In R, iterate through the sub-directories of the input and output data to extract the results of the linear model fits, and the model run time information.

Show code
library(data.table)
library(magrittr)

input_data.list = as.list(rep(NA,10))
output_data.list = as.list(rep(NA,10))
runtime_data.list = as.list(rep(NA,10))

##TODO: change paths here to match directory names
for(i in seq_along(dir_name)){
    # get input data
        input_data.list[[i]] = fread(file.path(proj_dir, "examples", "hera", "array_lm", "inputs", dir_name[i],"data.csv")) %>%
            .[,.(x,y)] %>%
            .[,model := factor(as.character(i),levels=as.character(1:10))] %>%
            .[,.(model,x,y)]
    
    # untar results
        system(paste0("powershell cd ", file.path(proj_dir, "examples", "hera", "array_lm", "output", dir_name[i],"/"), ";tar -xzf output.tar.gz"))

    # get output
        output_data.list[[i]] = fread(file.path(proj_dir, "examples", "hera", "array_lm", "output", dir_name[i],"par.csv")) %>%
            .[,.(par)] %>%
            .[,model := factor(as.character(i),levels=as.character(1:10))] %>%
            .[,.(model,par)] %>%
            melt(.,id.vars="model") %>%
            .[,variable:=c("intercept","slope")] %>%
            dcast(.,model ~ variable) %>%
            merge(.,input_data.list[[i]][,.(model,x)],by="model") %>%
            .[,pred_y := intercept+slope*x] %>%
            .[,.(model,x,pred_y)]
    # get time
        runtime_data.list[[i]] = readLines(file.path(proj_dir, "examples", "hera", "array_lm", "output", dir_name[i],"runtime.txt")) %>%
            gsub(".*?([0-9]+).*", "\\1", .) %>%
            as.numeric(.) %>%
            as.data.table(.) %>%
            setnames(.,".","time") %>%
            .[,model := factor(as.character(i),levels=as.character(1:10))] %>%
            melt(.,id.vars="model") %>%
            .[,variable:=c("start","end","runtime")] %>%
            dcast(.,model ~ variable) %>%
            .[,.(model,start,end,runtime)]
}

input_data = rbindlist(input_data.list)
output_data = rbindlist(output_data.list)
runtime_data = rbindlist(runtime_data.list)

The jobs started execution at 2023-05-31 00:49:56 and all finished by 2023-05-31 00:49:57 for an elapsed runtime of 1 seconds and a total computation time of 5 seconds. Use of Hera resulted in a job completing 5\(\times\) faster.
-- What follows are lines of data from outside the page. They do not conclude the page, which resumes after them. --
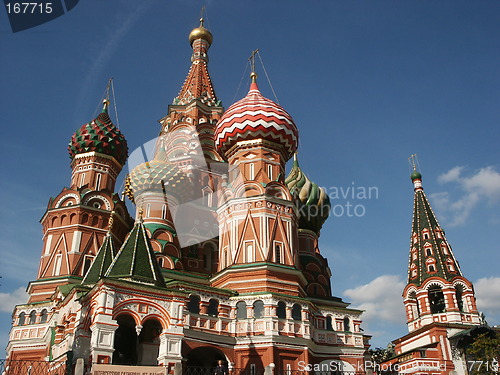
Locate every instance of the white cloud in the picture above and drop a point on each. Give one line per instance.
(487, 291)
(9, 300)
(483, 185)
(452, 175)
(380, 298)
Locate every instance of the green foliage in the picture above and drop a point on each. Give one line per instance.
(380, 355)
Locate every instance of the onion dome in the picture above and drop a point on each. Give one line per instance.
(312, 201)
(100, 135)
(415, 176)
(255, 117)
(200, 33)
(158, 176)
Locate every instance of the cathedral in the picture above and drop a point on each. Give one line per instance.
(440, 305)
(220, 261)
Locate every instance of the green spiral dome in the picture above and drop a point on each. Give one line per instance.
(312, 201)
(158, 176)
(102, 136)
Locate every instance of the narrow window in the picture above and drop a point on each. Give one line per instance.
(296, 312)
(98, 181)
(213, 307)
(32, 317)
(281, 310)
(258, 309)
(270, 171)
(249, 252)
(459, 297)
(194, 304)
(347, 326)
(329, 325)
(43, 316)
(22, 319)
(57, 265)
(436, 300)
(241, 310)
(277, 253)
(86, 264)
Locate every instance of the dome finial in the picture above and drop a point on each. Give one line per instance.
(110, 223)
(416, 177)
(201, 32)
(105, 105)
(253, 75)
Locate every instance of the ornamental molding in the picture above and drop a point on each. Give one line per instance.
(65, 197)
(98, 196)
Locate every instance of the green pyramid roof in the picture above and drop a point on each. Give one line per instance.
(136, 260)
(434, 249)
(101, 262)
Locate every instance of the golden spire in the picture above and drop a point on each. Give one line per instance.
(200, 33)
(110, 223)
(253, 75)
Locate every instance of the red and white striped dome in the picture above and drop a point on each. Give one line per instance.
(255, 117)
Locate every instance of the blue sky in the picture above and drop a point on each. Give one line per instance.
(368, 83)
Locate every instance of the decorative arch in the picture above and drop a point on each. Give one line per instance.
(249, 188)
(277, 190)
(66, 198)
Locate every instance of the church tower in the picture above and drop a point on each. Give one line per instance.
(257, 216)
(75, 223)
(439, 301)
(436, 290)
(175, 189)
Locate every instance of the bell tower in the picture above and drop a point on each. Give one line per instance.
(76, 221)
(257, 216)
(436, 290)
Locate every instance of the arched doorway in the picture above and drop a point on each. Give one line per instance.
(204, 356)
(125, 343)
(149, 342)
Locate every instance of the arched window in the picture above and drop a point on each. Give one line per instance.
(87, 262)
(296, 312)
(194, 304)
(436, 300)
(98, 181)
(43, 316)
(277, 252)
(213, 307)
(22, 319)
(32, 317)
(459, 296)
(347, 326)
(241, 310)
(329, 325)
(258, 309)
(414, 305)
(125, 342)
(281, 310)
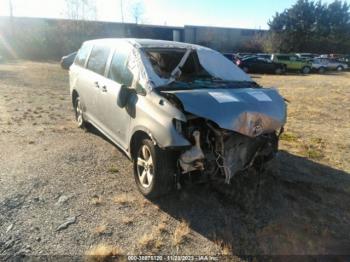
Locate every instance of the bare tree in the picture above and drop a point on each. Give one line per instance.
(11, 8)
(137, 12)
(81, 9)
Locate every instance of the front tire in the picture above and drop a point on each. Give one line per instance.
(154, 169)
(79, 115)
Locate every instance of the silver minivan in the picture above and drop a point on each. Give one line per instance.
(176, 110)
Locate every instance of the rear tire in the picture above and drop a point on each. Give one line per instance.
(79, 114)
(340, 68)
(154, 169)
(279, 71)
(321, 70)
(306, 70)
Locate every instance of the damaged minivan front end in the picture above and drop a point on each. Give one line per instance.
(230, 129)
(231, 122)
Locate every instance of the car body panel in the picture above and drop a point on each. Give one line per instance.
(238, 109)
(292, 62)
(150, 112)
(260, 65)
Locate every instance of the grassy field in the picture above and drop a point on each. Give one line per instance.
(318, 116)
(52, 172)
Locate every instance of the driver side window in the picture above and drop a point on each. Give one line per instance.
(119, 70)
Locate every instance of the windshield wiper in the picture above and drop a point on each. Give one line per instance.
(177, 71)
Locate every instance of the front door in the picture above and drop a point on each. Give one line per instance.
(116, 119)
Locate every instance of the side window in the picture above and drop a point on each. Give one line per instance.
(286, 58)
(119, 70)
(82, 55)
(98, 59)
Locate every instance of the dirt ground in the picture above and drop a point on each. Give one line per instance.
(52, 172)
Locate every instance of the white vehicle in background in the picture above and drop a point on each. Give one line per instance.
(318, 65)
(333, 64)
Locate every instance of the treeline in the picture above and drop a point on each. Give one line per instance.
(309, 26)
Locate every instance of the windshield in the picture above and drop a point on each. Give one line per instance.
(188, 66)
(164, 62)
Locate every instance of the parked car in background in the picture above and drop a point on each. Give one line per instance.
(230, 56)
(68, 60)
(255, 64)
(319, 66)
(175, 109)
(264, 55)
(306, 56)
(345, 59)
(333, 64)
(292, 62)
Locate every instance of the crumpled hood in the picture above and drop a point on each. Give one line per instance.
(249, 111)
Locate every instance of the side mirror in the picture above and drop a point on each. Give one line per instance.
(123, 96)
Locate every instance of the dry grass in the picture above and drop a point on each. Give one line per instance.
(181, 233)
(127, 221)
(151, 242)
(96, 200)
(113, 170)
(123, 199)
(225, 248)
(162, 227)
(100, 230)
(102, 252)
(318, 108)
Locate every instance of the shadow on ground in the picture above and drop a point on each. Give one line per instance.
(301, 207)
(295, 207)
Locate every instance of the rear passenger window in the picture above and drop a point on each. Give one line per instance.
(82, 55)
(98, 59)
(282, 57)
(119, 70)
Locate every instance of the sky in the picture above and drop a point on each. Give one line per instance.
(223, 13)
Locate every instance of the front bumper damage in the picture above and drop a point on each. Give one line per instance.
(229, 154)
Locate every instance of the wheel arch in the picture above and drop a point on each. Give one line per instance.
(136, 138)
(75, 94)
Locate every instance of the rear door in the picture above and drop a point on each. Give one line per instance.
(77, 74)
(116, 120)
(96, 66)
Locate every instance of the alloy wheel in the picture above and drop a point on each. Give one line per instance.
(145, 168)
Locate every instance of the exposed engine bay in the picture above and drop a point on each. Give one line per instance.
(219, 153)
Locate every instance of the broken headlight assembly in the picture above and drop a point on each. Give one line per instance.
(179, 125)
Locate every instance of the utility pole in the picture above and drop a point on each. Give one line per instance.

Figure 1 shows the simulated data and estimated linear fits for each model run in the job-array.

Show code
library(ggplot2)
input_data %>%
ggplot() +
geom_point(aes(x=x,y=y,fill=model),alpha=0.05,size=5,shape=21) +
geom_line(data=output_data,aes(x=x,y=pred_y,color=model),linewidth=2)
Scatterplot of simulated x and y values as colored points, and colored lines depicting the linear model fits to the simulated data. The colors correspond to the different models that were fit in this example. The plot displays a positive, linear, and strong relationship x and y.
Figure 1: Linear model fits from the 10 models run.